Whelp, looks like the answers to some of these questions can be found [here](https://docs.llamaindex.ai/en/stable/examples/llm/lmstudio/)

In [1]:
# import os
# print(os.environ['OPENAI_API_KEY'])
# print(os.environ['ACTIVELOOP_TOKEN'])

In [1]:
# Deliberately set the OPENAI_API_KEY to an invalid value to ensure that the code is not using it.
import os
os.environ['OPENAI_API_KEY'] = "Nope!"

# Constructing an Index-Based Deep Lake Vector Store for Semantic Search with LlamaIndex and OpenAI

copyright 2024, Denis Rothman

A Practical Guide to Building a Semantic Search Engine with Deep Lake, LlamaIndex, and OpenAI:

*   Installing the Environment
*   Creating and populating the Vector Store &   dataset
*   Getting started with  index-based semantic search




# Installing the environment

In [3]:
#Google Drive option to store API Keys
#Store you key in a file and read it(you can type it directly in the notebook but it will be visible for somebody next to you)
# from google.colab import drive
# drive.mount('/content/drive')

*First run the following cells and restart Google Colab session if prompted. Then run the notebook again cell by cell to explore the code.*

In [4]:
# !pip install llama-index-vector-stores-deeplake==0.1.6

LlamaIndex supports Deep Lake vector stores through the DeepLakeVectorStore class.

In [5]:
# !pip install deeplake==3.9.18

In [6]:
# !pip install llama-index==0.10.64

Next, let's import the required modules and set the needed environmental variables:

In [2]:
from llama_index.core import VectorStoreIndex, SimpleDirectoryReader, Document
from llama_index.vector_stores.deeplake import DeepLakeVectorStore



In [8]:
# !pip install sentence-transformers==3.0.1

In [9]:
#Retrieving and setting the OpenAI API key
# f = open("drive/MyDrive/files/api_key.txt", "r")
# API_KEY=f.readline().strip()
# f.close()

# #The OpenAI KeyActiveloop and OpenAI API keys
# import os
# import openai
# os.environ['OPENAI_API_KEY'] =API_KEY
# openai.api_key = os.getenv("OPENAI_API_KEY")

In [10]:
#Retrieving and setting the Activeloop API token
# f = open("drive/MyDrive/files/activeloop.txt", "r")
# API_token=f.readline().strip()
# f.close()
# ACTIVELOOP_TOKEN=API_token
# os.environ['ACTIVELOOP_TOKEN'] =ACTIVELOOP_TOKEN

In [11]:
# For Google Colab and Activeloop while waiting for Activeloop (April 2024) pending new version
#This line writes the string "nameserver 8.8.8.8" to the file.
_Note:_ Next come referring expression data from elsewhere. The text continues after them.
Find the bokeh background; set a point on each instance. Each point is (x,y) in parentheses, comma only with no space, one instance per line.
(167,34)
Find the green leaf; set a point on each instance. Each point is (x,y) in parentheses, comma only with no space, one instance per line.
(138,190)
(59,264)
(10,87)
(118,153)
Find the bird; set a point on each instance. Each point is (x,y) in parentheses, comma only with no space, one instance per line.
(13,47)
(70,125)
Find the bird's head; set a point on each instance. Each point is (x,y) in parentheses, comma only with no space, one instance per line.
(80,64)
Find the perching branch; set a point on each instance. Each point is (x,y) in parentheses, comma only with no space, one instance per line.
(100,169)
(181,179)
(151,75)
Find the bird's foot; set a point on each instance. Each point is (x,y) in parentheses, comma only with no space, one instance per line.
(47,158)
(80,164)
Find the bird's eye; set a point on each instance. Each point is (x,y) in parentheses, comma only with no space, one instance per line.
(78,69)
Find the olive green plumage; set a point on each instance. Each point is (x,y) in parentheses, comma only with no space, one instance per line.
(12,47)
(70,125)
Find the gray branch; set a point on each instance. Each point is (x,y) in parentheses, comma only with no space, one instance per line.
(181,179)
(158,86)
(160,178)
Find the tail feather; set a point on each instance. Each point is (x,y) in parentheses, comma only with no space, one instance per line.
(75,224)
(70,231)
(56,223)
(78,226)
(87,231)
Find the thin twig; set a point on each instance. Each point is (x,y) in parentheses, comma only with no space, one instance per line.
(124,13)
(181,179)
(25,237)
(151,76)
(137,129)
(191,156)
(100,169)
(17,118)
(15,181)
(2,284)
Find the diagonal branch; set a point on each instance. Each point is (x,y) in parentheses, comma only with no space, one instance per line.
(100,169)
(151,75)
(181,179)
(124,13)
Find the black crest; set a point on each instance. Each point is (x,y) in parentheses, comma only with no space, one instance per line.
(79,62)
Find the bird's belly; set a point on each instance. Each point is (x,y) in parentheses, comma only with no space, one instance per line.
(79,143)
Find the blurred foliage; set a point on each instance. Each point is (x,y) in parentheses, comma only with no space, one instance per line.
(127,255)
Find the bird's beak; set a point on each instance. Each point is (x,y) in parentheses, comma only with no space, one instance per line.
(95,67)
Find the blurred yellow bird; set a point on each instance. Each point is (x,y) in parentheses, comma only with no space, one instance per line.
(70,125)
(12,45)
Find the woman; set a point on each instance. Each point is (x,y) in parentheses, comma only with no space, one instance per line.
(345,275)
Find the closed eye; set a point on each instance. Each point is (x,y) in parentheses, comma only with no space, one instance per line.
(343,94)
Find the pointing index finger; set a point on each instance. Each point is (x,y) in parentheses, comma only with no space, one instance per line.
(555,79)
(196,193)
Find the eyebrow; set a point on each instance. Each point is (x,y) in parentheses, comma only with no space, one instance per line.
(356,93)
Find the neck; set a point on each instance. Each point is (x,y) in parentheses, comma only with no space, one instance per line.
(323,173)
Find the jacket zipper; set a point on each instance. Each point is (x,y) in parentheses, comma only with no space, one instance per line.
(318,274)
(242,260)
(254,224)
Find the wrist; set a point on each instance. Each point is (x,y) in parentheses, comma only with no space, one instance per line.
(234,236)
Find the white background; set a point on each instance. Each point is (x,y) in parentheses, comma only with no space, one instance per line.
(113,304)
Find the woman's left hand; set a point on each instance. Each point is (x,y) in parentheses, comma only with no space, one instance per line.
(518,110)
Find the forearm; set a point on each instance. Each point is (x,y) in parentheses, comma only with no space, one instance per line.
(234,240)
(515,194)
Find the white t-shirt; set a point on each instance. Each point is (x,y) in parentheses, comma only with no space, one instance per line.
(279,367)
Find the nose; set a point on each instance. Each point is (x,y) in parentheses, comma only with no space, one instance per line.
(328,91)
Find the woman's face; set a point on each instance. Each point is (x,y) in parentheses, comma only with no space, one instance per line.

This is specifying that the DNS server the system
#should use is at the IP address 8.8.8.8, which is one of Google's Public DNS servers.
# with open('/etc/resolv.conf', 'w') as file:
#    file.write("nameserver 8.8.8.8")

# Pipeline 1 : Collecting and preparing the documents

In [12]:
# !mkdir data

In [3]:
import requests
from bs4 import BeautifulSoup
import re
import os

urls = [
    "https://github.com/VisDrone/VisDrone-Dataset",
    "https://paperswithcode.com/dataset/visdrone",
    "https://openaccess.thecvf.com/content_ECCVW_2018/papers/11133/Zhu_VisDrone-DET2018_The_Vision_Meets_Drone_Object_Detection_in_Image_Challenge_ECCVW_2018_paper.pdf",
    "https://github.com/VisDrone/VisDrone2018-MOT-toolkit",
    "https://en.wikipedia.org/wiki/Object_detection",
    "https://en.wikipedia.org/wiki/Computer_vision",
    "https://en.wikipedia.org/wiki/Convolutional_neural_network",
    "https://en.wikipedia.org/wiki/Unmanned_aerial_vehicle",
    "https://www.faa.gov/uas/",
    "https://www.tensorflow.org/",
    "https://pytorch.org/",
    "https://keras.io/",
    "https://arxiv.org/abs/1804.06985",
    "https://arxiv.org/abs/2202.11983",
    "https://motchallenge.net/",
    "http://www.cvlibs.net/datasets/kitti/",
    "https://www.dronedeploy.com/",
    "https://www.dji.com/",
    "https://arxiv.org/",
    "https://openaccess.thecvf.com/",
    "https://roboflow.com/",
    "https://www.kaggle.com/",
    "https://paperswithcode.com/",
    "https://github.com/"
]

In [4]:
import requests
import re
import os
from bs4 import BeautifulSoup

def clean_text(content):
    # Remove references and unwanted characters
    content = re.sub(r'\[\d+\]', '', content)   # Remove references
    content = re.sub(r'[^\w\s\.]', '', content)  # Remove punctuation (except periods)
    return content

def fetch_and_clean(url):
    try:
        response = requests.get(url)
        response.raise_for_status()  # Raise exception for bad responses (e.g., 404)
        soup = BeautifulSoup(response.content, 'html.parser')

        # Prioritize "mw-parser-output" but fall back to "content" class if not found
        content = soup.find('div', {'class': 'mw-parser-output'}) or soup.find('div', {'id': 'content'})
        if content is None:
            return None

        # Remove specific sections, including nested ones
        for section_title in ['References', 'Bibliography', 'External links', 'See also', 'Notes']:
            section = content.find('span', id=section_title)
            while section:
                for sib in section.parent.find_next_siblings():
                    sib.decompose()
                section.parent.decompose()
                section = content.find('span', id=section_title)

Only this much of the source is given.